The SUS laws that gave racist police carte blanche to hassle black people even borrowed Thatcher's terminology and were named Operation Swamp in Brixton. How the Brixton riots of 1981 began is somewhat uncertain but why they began, if you've read this far, should be patently obvious.

Hundreds of black teenagers filled the streets of Brixton, bricks were thrown, vans were turned over, shop windows were smashed, people were hit with baseball bats, and people were hit with dustbin lids and even scaffolding poles. A notoriously racist pub was burned down and when police arrested the rioters they did it as if they were in a TV drama:- "you're nicked".

178 police were hurt in the Brixton riots and 163 arrests were made in the first night alone. Riots continued not just in Brixton but in Southall, Woolwich, and elsewhere in London and then across the country:- Liverpool, Manchester, Birmingham, Leeds, Hull etc;


Years of societal racism and institutionalised police brutality had resulted in rioting across the country but nobody died in any of these riots. Thirteen people did die in the racist attack on 439 New Cross Road and not one person was ever found guilty, or even taken to court, over it.

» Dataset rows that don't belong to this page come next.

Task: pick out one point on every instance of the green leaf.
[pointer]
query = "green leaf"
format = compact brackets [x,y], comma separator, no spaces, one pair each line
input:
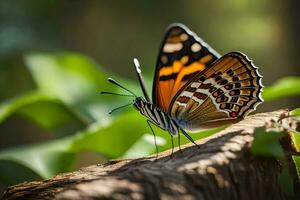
[44,110]
[77,81]
[46,160]
[296,112]
[144,146]
[114,139]
[286,181]
[296,160]
[70,76]
[295,136]
[267,144]
[284,87]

For those who lived through this era, though, there was at least one positive to come out of it. The actions taken by the black community meant that at least the police were unable to stitch up an innocent black man and send him to prison for the fire. The events that took place in SE London across the late 70s and early 80s gave rise to a different kind of thinking among those who had suffered, and were to continue suffering, racism in the UK and Uprising ends with the words of Bob Marley's Redemption Song. One line that seems to encapsulate everything is "emancipate yourself from mental slavery, none but ourselves can free our minds'.

Steve McQueen's Uprising was forcefully told, trenchant, and, in places, heartbreaking but it was a crucial piece of television as, finally, we begin to tell the truth to each other about some of the more shameful episodes in our shared past.